Now, I don’t want to condemn this; the people that I find to be like this are often great role models, but the difference in communication creates perceived deficiencies.

I think it’s also fair to say that we’re not wholly modern. Or, perhaps, that the modern worldview has not wholly dominated the collective conscious expression of humanity.

Resolution

Be patient with those different from myself.

Don’t forget to speak the same language as other people.

Music of the Day: Elgar’s Enigma Variations

Edward Elgar’s Enigma Variations are perhaps one of the best examples of classical music that can evoke strong emotions. Based on a common element, each individual variation inflects upon the theme in a variety of interesting ways, and throughout the overarching work each piece has its own specific role.

At times dark, and at times hopeful, the Enigma Variations are an attempt to capture various moments and individuals and Elgar’s life. Perhaps the greatest strength of the variations is their flexibility: many of the pieces are very short, but can make their identity clear in a minute or less. Others, like the famous Nimrod variation, build upon a single notion and develop it into a larger distinct piece. The sheer versatility is staggering.

Elgar’s variations reflect the entire range of human emotion. They are almost as much a biography of the spirit as they are of his subjects.

I had the pleasure once of attending a performance of the Enigma Variations in concert. The experience of doing nothing but simply listening to music is stunning. I have heard it said that Elgar’s Enigma Variations is for modern British identity what Arne’s Rule Britannia was for Imperial Britain. Not being British myself I cannot vouch for this, but it is worth noting that the Enigma Variations served as a central source for Hans Zimmer’s score of the movie Dunkirk. Indeed, it was Elgar’s work more so than Zimmer’s that carried the film’s soundtrack, and it was well received by modern audiences around the world for its emotional poignancy.

I am rarely captured by music so strongly as to be enraptured by it.
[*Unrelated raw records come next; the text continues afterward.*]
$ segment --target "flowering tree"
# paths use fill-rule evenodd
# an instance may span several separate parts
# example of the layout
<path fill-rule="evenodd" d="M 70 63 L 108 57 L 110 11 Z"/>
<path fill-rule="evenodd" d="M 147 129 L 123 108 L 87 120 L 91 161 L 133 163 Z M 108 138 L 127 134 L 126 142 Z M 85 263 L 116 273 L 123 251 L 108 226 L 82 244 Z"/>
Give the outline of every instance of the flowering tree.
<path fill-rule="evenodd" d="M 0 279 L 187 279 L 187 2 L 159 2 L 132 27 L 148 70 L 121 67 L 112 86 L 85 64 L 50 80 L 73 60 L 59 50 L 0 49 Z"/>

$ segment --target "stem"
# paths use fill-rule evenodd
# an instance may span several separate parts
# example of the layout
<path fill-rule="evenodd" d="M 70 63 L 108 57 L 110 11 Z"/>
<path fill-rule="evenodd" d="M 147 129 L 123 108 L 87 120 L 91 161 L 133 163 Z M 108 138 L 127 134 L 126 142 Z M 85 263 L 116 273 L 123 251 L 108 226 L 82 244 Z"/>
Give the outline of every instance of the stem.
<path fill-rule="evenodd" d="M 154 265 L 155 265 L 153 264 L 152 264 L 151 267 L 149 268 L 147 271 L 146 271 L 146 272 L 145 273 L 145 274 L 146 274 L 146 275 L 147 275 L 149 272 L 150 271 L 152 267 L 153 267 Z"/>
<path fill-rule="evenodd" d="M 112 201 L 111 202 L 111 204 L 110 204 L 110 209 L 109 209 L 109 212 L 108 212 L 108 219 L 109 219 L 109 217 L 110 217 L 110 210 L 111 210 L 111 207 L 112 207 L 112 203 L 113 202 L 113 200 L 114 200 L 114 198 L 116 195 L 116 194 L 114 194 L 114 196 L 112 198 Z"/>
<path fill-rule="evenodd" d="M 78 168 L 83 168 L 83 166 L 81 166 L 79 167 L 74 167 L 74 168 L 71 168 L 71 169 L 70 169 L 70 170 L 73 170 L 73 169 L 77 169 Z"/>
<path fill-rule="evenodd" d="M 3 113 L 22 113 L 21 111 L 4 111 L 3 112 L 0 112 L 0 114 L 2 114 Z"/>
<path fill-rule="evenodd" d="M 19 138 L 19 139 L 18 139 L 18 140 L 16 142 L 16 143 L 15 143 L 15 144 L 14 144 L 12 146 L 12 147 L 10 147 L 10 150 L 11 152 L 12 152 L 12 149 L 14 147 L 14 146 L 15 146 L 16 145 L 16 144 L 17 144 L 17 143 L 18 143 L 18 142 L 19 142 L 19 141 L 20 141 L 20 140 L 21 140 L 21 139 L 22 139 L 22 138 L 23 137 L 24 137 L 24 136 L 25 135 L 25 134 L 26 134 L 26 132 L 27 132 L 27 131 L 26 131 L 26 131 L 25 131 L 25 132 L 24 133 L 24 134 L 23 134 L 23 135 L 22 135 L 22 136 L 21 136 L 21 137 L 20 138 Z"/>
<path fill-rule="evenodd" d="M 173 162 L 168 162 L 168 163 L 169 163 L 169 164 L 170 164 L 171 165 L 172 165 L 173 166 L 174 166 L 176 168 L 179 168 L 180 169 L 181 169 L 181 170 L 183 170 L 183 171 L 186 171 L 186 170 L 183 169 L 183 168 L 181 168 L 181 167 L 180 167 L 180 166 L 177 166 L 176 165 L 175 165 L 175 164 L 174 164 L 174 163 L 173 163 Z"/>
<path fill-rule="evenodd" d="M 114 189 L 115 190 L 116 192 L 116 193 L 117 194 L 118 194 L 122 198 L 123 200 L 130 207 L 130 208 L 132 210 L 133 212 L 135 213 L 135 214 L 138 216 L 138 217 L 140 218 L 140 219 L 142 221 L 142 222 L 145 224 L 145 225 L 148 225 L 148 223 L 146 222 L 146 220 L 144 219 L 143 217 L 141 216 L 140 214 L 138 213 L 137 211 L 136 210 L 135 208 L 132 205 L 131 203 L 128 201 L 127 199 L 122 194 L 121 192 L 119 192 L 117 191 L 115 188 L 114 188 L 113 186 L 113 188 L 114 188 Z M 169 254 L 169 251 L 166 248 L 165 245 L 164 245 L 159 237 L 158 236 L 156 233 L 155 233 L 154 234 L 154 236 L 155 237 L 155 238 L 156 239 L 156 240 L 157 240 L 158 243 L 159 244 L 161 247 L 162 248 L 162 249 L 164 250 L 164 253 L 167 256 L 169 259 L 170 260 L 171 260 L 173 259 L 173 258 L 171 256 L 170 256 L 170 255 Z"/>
The Works of Arvo Pärt are a good example of this, and Elgar manages to achieve the same appeal for me. However, there is something more authentic in Elgar’s work. Much of Pärt’s work is sacred music, and his minimalist style serves itself misses certain elements of the emotional life: they are majestic and transcendental, but much of Part’s work overlooks everyday, common, events.

Elgar leaves no such gap in his work. The Variations can be playful or down to earth as well as being majestic, and as a result a person’s mood can be fitted to one of the Variations at any point. Overall, I would say that the whole collection is playful, but is punctuated by triumphant and somber moments. Listening to the Variations in their entirety as a larger whole is cathartic in the same sense that a play or film written and performed by masters might be. I can think of no other musical work that progresses so elegantly through the entire range of human emotion.

As a layman, I am far from the best person to describe Elgar’s work, but it needs no in-depth description. From the soaring triumphant strains rising from the sorrowful depths of the Nimrod variation, to more playful and cheerful elements (Elgar made one of the variations after being inspired by a dog at play), even without knowledge of the scenes and pictures that they are supposed to represent the Variations provide the essence of their subjects. They are worth listening to individually, even if one does not listen to the whole work: there is something sublime in the collection, but also something beautiful in each individual part of the whole.

Much as an actor or writer may put themselves into the heads of their characters, Elgar seems to jump into each song with audacity. Each movement is honest, and that allows it to be perhaps unparalleled and its ability to form direct connections with the listener.

Explaining why the Enigma Variations are so wonderful is beyond my ability. However, an apt starting point would be to compare them to the works of Montaigne: listening to the Variations is like listening to a friend tell a story in the same way that one reading Montaigne’s essays finds that are they listening to a friend mull over thoughts.